This mess between the administration of California State Universities and the faculty union is no different than a messy divorce with children involved.
Whenever there is a divorce involving children, who suffers the most? The children.
This whole ordeal with the impending one-day strike of Cal State Dominguez Hills and Cal State East Bay over the administration’s alleged reneging on promised pay raises is sad.
The first priority of faculty and administration should be the students.
How will a strike of any capacity benefit students?
We don’t need a crystal ball to see what can possibly happen next. This one-day strike may turn into a week, then a month, then, who knows how long this thing can stretch out?
As children, we at some point have heard the rules of engagement for handling most issues; rules such as sharing and treating others as you would like to be treated.
What happened to these rules? Is it really worth risking seeing students suffer for the sake of being right?
There is a saying, which says, “The student becomes the teacher.”
Maybe if the administration and faculty switch sides with the students, they will be reminded of why they got into education. This needs to be applied to this whole pathetic situation because apparently, priorities were forgotten long ago.
Like any argument, both sides probably think that they are right, and both probably have strong arguments in defense of their perspective, but what about the argument of the people that matter the most.

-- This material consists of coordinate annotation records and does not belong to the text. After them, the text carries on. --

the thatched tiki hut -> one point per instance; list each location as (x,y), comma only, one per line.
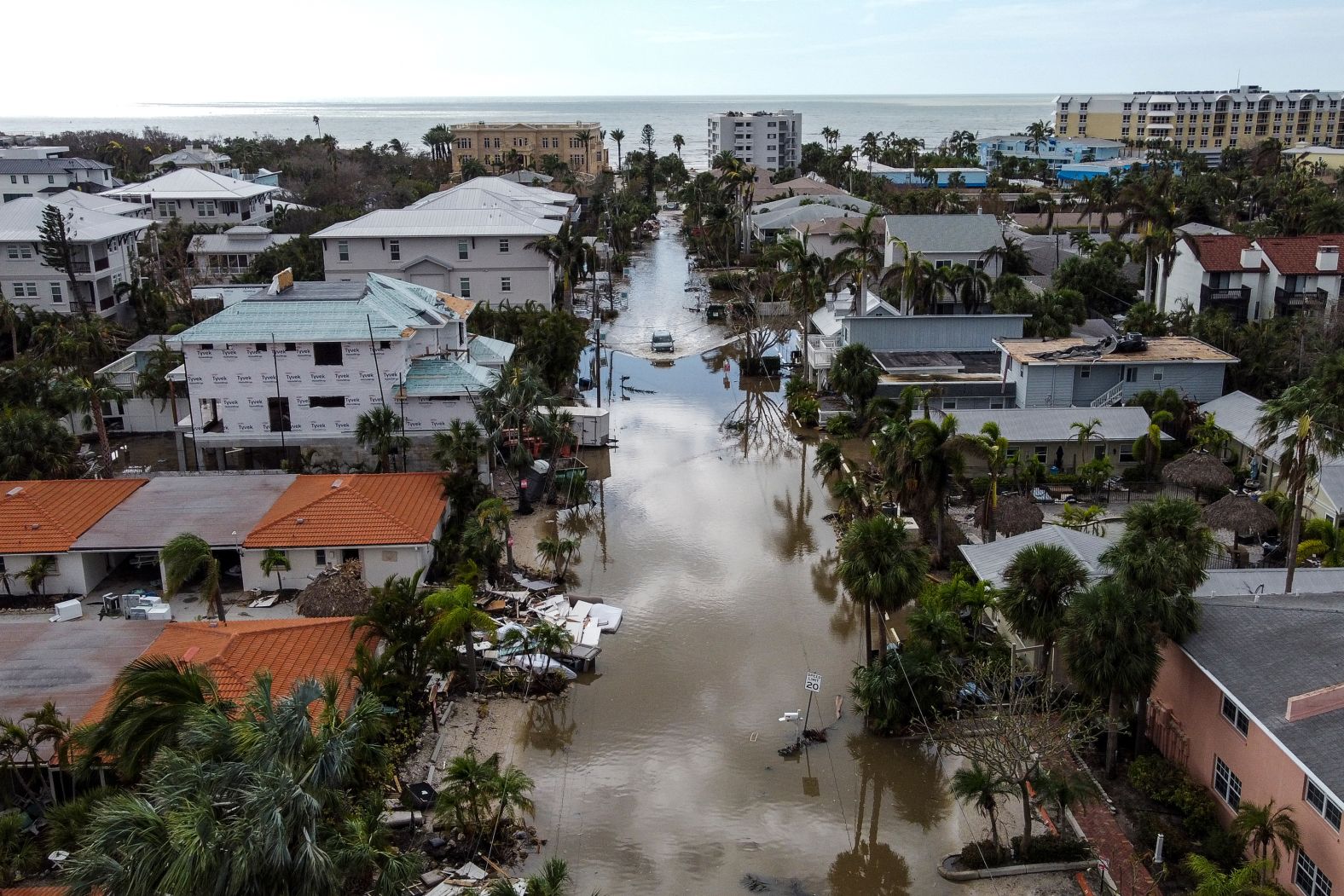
(1014,515)
(1201,471)
(336,593)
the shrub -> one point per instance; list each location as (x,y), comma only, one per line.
(1052,848)
(843,425)
(982,853)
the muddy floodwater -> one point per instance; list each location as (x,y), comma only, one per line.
(660,774)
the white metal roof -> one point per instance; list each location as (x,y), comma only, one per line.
(455,222)
(20,221)
(193,183)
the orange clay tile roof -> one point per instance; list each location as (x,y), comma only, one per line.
(289,649)
(1297,254)
(364,508)
(46,516)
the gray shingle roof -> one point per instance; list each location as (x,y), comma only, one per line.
(935,234)
(989,560)
(49,165)
(1054,424)
(1266,649)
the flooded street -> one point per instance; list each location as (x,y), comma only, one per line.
(660,774)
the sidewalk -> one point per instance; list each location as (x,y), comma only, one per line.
(1127,870)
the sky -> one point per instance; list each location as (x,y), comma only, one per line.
(151,51)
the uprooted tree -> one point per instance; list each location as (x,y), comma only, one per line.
(1014,728)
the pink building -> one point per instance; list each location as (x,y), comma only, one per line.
(1253,706)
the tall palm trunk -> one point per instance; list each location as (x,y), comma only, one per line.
(101,426)
(1112,732)
(1295,534)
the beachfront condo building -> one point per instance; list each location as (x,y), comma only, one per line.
(1206,120)
(769,140)
(578,145)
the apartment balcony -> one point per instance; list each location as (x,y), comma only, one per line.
(1236,300)
(1306,300)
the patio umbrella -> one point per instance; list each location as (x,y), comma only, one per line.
(1017,513)
(1201,471)
(336,593)
(1239,513)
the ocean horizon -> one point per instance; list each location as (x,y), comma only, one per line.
(355,121)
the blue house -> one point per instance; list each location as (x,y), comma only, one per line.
(1055,151)
(1089,170)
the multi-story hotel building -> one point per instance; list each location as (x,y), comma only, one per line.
(578,145)
(769,140)
(1206,120)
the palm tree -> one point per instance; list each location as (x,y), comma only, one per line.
(152,700)
(379,431)
(1266,828)
(936,449)
(1302,425)
(511,791)
(98,389)
(553,880)
(1112,653)
(37,573)
(881,569)
(982,789)
(863,247)
(456,618)
(1038,585)
(1085,434)
(187,557)
(272,562)
(1211,880)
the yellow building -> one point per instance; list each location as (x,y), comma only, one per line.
(1206,120)
(580,144)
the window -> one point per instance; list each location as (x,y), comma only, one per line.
(1236,716)
(1226,785)
(1318,800)
(327,355)
(1309,877)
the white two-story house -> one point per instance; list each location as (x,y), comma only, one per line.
(473,240)
(296,364)
(945,240)
(22,177)
(198,196)
(1255,280)
(104,258)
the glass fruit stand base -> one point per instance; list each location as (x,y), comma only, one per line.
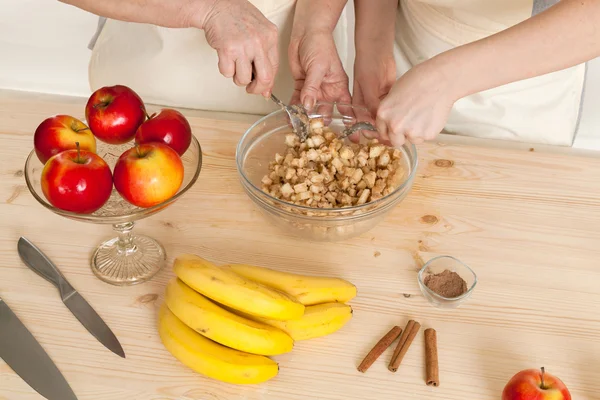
(128,258)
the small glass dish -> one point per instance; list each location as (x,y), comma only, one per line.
(439,264)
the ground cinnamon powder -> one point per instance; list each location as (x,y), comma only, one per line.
(446,284)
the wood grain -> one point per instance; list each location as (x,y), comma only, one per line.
(526,221)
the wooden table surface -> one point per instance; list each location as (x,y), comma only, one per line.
(527,221)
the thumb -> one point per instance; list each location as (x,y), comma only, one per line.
(312,86)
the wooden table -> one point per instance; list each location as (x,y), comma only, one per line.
(528,222)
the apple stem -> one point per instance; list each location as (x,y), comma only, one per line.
(101,104)
(78,152)
(543,371)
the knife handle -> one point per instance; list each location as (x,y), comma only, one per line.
(37,261)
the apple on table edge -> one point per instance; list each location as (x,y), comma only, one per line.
(534,384)
(168,126)
(148,174)
(77,180)
(61,132)
(114,113)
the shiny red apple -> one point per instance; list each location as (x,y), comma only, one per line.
(76,180)
(148,174)
(534,384)
(167,126)
(114,113)
(61,132)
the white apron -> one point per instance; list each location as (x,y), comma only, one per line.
(177,67)
(543,109)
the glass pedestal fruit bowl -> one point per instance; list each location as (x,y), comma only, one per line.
(128,258)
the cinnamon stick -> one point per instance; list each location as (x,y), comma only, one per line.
(379,348)
(432,371)
(412,327)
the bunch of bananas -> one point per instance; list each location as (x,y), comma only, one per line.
(223,321)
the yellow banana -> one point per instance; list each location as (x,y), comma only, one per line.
(226,287)
(231,330)
(318,320)
(309,290)
(210,358)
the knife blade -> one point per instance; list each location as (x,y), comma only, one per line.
(36,260)
(24,354)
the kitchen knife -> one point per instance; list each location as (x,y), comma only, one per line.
(38,262)
(24,354)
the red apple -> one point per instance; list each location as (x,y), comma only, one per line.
(533,384)
(148,174)
(114,113)
(168,126)
(77,180)
(59,133)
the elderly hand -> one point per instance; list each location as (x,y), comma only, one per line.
(243,38)
(317,70)
(417,107)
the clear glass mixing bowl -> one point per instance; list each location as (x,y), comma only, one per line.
(257,148)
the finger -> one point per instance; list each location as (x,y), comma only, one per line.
(226,65)
(298,84)
(262,80)
(312,86)
(273,57)
(397,140)
(243,72)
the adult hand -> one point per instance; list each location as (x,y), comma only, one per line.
(245,40)
(374,75)
(417,107)
(317,70)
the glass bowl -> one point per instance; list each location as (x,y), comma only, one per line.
(439,264)
(257,148)
(128,258)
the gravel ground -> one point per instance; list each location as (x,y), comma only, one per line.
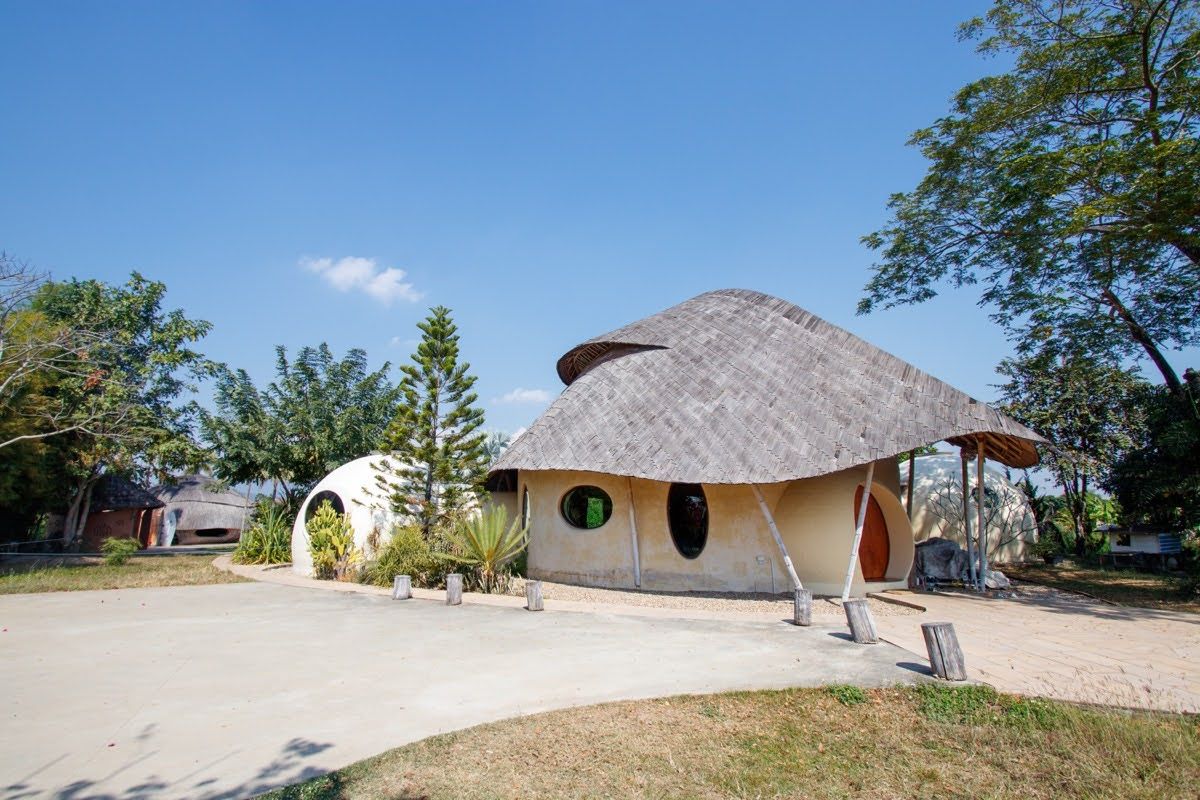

Students will suffer, all the way from the community college level to the four-year level.
Current students did not pay to go to school to major in bickering and fighting.
Future four-year students, like Cerritos College students, don’t want to attend a specific school to be pushed aside and forced to be subjected to infighting.
There is a word called compromise. Both sides need to give it a shot. They need to sit down together and spend a few moments away from attempting to prove their point and think about why they got into education; the students. They need to think about the people who they assist in succeeding; the students, and they need to think about who will be the ones to lose out; the students.